# Introducing Gobo!



## MelodyoftheForest (Sep 11, 2015)

Here he is, my new rescue Chihuahua! Turns out he is only about 4.5 months old, though his paperwork says he is a year old, and other people told me he was born in October or December of last year. I knew he was young when I saw he still had baby canine teeth, and he really only has adult incisors!

He is named Gobo after the central fraggle character in Fraggle Rock.

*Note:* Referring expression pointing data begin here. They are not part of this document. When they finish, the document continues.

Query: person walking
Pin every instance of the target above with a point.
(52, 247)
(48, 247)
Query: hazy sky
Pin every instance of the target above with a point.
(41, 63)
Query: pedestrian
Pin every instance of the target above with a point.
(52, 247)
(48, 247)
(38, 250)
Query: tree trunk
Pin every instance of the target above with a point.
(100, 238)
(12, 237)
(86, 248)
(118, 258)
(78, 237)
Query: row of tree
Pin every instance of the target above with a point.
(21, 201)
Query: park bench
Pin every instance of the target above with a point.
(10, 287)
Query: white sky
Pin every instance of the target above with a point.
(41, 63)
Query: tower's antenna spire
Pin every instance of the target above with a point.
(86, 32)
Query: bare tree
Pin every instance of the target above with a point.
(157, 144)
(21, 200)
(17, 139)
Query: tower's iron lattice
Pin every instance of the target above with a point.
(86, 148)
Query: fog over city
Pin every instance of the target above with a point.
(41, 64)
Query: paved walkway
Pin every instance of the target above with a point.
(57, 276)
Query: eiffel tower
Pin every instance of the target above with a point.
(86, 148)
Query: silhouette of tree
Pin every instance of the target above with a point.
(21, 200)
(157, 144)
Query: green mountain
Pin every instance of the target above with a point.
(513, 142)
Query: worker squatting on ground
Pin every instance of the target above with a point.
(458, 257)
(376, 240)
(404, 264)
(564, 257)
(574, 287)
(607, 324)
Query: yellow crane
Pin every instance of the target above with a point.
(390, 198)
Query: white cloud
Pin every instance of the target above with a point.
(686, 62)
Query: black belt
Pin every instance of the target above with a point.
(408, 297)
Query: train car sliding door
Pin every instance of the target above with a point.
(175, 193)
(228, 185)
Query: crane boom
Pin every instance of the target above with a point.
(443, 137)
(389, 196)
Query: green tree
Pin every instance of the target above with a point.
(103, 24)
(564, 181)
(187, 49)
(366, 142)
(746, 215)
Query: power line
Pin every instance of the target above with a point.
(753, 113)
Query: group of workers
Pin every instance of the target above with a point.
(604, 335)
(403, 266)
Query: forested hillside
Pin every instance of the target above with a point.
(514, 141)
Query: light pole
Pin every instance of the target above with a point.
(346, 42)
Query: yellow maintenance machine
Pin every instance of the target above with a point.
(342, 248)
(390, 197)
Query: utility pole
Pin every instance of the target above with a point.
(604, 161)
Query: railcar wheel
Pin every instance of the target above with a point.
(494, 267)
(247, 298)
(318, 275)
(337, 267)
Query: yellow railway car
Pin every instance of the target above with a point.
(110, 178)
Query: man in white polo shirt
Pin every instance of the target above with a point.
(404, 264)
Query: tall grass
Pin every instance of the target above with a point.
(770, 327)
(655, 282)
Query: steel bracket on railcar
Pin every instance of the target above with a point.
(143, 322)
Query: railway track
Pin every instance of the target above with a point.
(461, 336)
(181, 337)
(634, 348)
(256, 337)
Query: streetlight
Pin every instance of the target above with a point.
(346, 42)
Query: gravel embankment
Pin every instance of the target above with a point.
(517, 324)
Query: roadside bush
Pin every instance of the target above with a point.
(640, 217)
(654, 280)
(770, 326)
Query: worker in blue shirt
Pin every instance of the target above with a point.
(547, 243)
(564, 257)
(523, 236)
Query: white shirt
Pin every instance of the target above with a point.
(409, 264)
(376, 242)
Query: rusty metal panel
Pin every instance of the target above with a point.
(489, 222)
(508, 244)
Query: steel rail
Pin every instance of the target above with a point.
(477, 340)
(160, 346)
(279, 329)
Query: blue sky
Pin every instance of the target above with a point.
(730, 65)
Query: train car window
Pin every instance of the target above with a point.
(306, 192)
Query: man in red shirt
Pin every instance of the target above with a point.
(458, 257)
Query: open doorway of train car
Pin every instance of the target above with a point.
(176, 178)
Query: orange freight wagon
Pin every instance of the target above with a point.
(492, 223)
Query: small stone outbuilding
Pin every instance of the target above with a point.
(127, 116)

We went to the vet yesterday and he is healthy other than probable worms. He is so young, and neutered and had his rabies vaccine a few weeks ago. Oh, well. He was given some wormer which should help clear up his constant, loose-ish stools. After it makes them worse, probably. He is just over 3 pounds right now.

Profile

blinking

sleeping, with my hand for size reference



Sent from my iPad using Tapatalk


----------



## SinisterKisses (Sep 20, 2015)

Beautiful little boy, welcome to the family Gobo! Congrats on your new addition


----------



## Manny and Lola (Jun 12, 2016)

Oh my gosh! What a handsome little guy!!!! He's definitely blessed to have been taken in by you! Congratulations on your new baby! :love7:


----------



## Dorothy's Mom (Apr 8, 2015)

Oh, my, he's beautiful!!!! How could anyone give that sweet face away? 

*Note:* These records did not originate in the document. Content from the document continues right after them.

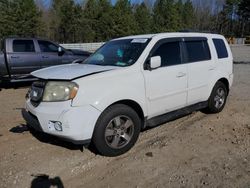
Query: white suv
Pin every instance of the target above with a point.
(128, 84)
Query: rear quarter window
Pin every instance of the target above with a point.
(220, 48)
(197, 50)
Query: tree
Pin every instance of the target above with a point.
(105, 22)
(124, 21)
(165, 16)
(19, 17)
(65, 20)
(143, 19)
(244, 13)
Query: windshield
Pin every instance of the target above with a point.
(120, 53)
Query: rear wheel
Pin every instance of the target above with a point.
(117, 130)
(217, 100)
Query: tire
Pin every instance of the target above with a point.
(116, 131)
(217, 99)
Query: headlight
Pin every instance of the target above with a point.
(59, 91)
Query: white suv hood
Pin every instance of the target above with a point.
(70, 71)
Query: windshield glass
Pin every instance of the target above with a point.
(120, 53)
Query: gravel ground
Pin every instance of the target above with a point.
(197, 150)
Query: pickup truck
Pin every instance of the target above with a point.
(21, 56)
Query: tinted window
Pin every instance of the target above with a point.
(170, 53)
(46, 46)
(23, 46)
(220, 48)
(124, 52)
(197, 51)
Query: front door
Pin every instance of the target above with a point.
(166, 86)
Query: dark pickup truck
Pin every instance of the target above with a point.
(20, 56)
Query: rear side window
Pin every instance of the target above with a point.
(220, 48)
(170, 53)
(23, 46)
(46, 46)
(197, 50)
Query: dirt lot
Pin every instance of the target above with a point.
(195, 151)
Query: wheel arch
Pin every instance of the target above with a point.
(134, 105)
(226, 82)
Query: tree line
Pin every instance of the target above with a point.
(67, 21)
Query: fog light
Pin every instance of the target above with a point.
(58, 125)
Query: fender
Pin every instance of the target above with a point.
(123, 84)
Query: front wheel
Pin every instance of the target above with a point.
(117, 130)
(218, 98)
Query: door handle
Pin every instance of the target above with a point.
(15, 57)
(180, 74)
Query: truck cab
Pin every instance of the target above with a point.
(21, 56)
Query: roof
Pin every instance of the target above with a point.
(172, 34)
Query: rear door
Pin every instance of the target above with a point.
(200, 68)
(23, 57)
(166, 86)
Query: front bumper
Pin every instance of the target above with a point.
(77, 123)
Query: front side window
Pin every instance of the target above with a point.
(23, 46)
(197, 50)
(170, 53)
(220, 48)
(46, 46)
(124, 52)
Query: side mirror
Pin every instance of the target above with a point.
(155, 62)
(60, 51)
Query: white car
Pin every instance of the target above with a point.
(129, 84)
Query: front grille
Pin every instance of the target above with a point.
(36, 93)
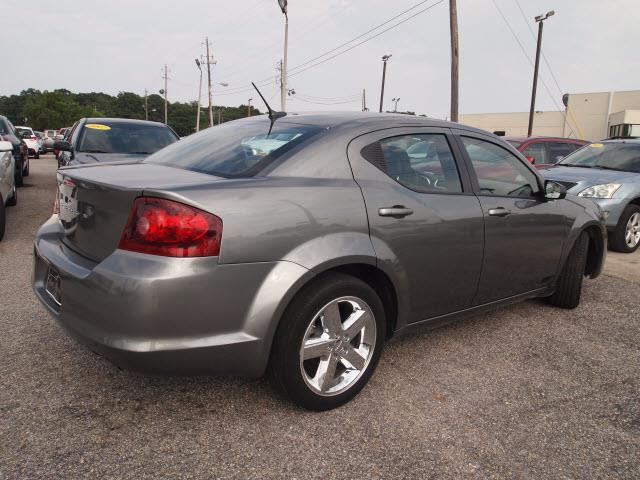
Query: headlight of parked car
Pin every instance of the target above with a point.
(600, 191)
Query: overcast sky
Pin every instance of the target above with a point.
(121, 45)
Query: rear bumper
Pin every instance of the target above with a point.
(166, 315)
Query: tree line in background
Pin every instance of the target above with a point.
(61, 108)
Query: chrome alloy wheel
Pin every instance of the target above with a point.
(338, 346)
(632, 232)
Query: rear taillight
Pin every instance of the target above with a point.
(163, 227)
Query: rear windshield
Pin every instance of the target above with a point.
(608, 156)
(235, 149)
(131, 138)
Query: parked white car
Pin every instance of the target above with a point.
(8, 191)
(32, 141)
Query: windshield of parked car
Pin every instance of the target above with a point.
(608, 156)
(235, 149)
(123, 137)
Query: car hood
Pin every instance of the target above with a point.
(585, 177)
(81, 158)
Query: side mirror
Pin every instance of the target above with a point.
(554, 190)
(63, 146)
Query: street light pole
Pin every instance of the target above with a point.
(540, 20)
(283, 73)
(199, 96)
(385, 58)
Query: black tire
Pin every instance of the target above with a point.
(19, 177)
(13, 200)
(285, 365)
(2, 218)
(617, 240)
(569, 284)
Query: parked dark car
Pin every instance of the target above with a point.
(545, 150)
(20, 150)
(304, 249)
(94, 140)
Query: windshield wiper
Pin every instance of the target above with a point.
(611, 168)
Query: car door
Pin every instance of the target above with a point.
(425, 222)
(524, 232)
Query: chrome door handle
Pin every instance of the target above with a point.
(397, 211)
(499, 212)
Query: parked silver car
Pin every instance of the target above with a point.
(304, 247)
(8, 191)
(607, 172)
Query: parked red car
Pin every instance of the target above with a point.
(545, 150)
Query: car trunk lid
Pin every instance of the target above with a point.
(95, 201)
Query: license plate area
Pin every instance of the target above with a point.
(52, 285)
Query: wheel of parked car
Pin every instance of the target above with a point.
(12, 201)
(626, 237)
(329, 342)
(19, 173)
(569, 285)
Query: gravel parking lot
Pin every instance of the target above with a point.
(527, 391)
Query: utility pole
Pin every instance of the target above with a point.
(146, 106)
(209, 82)
(385, 58)
(283, 72)
(165, 94)
(199, 96)
(540, 20)
(453, 27)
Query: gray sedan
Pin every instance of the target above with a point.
(608, 172)
(301, 245)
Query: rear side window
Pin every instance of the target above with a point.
(235, 149)
(559, 150)
(537, 153)
(422, 162)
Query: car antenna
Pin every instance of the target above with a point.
(273, 115)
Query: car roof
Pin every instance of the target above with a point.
(123, 121)
(364, 121)
(540, 137)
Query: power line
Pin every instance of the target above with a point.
(524, 52)
(544, 57)
(309, 63)
(366, 39)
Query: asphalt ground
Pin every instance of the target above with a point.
(528, 391)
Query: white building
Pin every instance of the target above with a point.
(590, 116)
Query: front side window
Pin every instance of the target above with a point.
(499, 172)
(421, 162)
(536, 153)
(122, 137)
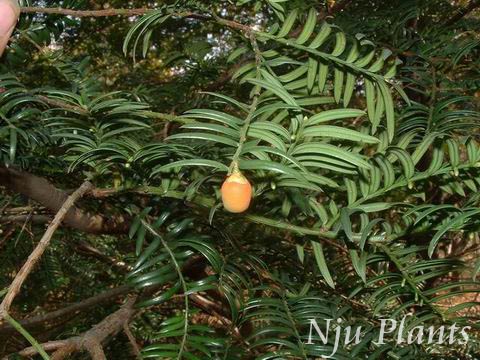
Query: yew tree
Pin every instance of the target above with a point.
(199, 180)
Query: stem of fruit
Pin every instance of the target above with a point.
(234, 168)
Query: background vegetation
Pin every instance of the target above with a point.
(355, 121)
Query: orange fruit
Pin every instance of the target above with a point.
(236, 193)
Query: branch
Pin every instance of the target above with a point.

I am so glad you adopted him. He's going to have a wonderful life!


----------



## Wicked Pixie (Oct 14, 2011)

He is gorgeous, congratulations.


----------



## susan davis (Mar 25, 2011)

First Gobo is adorable! Such a handsome boy! Second, when you went to the vet, did they trim his nails? They look really long in the pictures. This can affect the way he walks. JMO.


----------



## MelodyoftheForest (Sep 11, 2015)

I did not let them trim his nails, though they almost did it without asking me! I do nails myself, just need to have treats and a helper. They look worse than they are, as the quicks are short.


Sent from my iPad using Tapatalk


----------



## MelodyoftheForest (Sep 11, 2015)

And here is his pen I finally got set up yesterday!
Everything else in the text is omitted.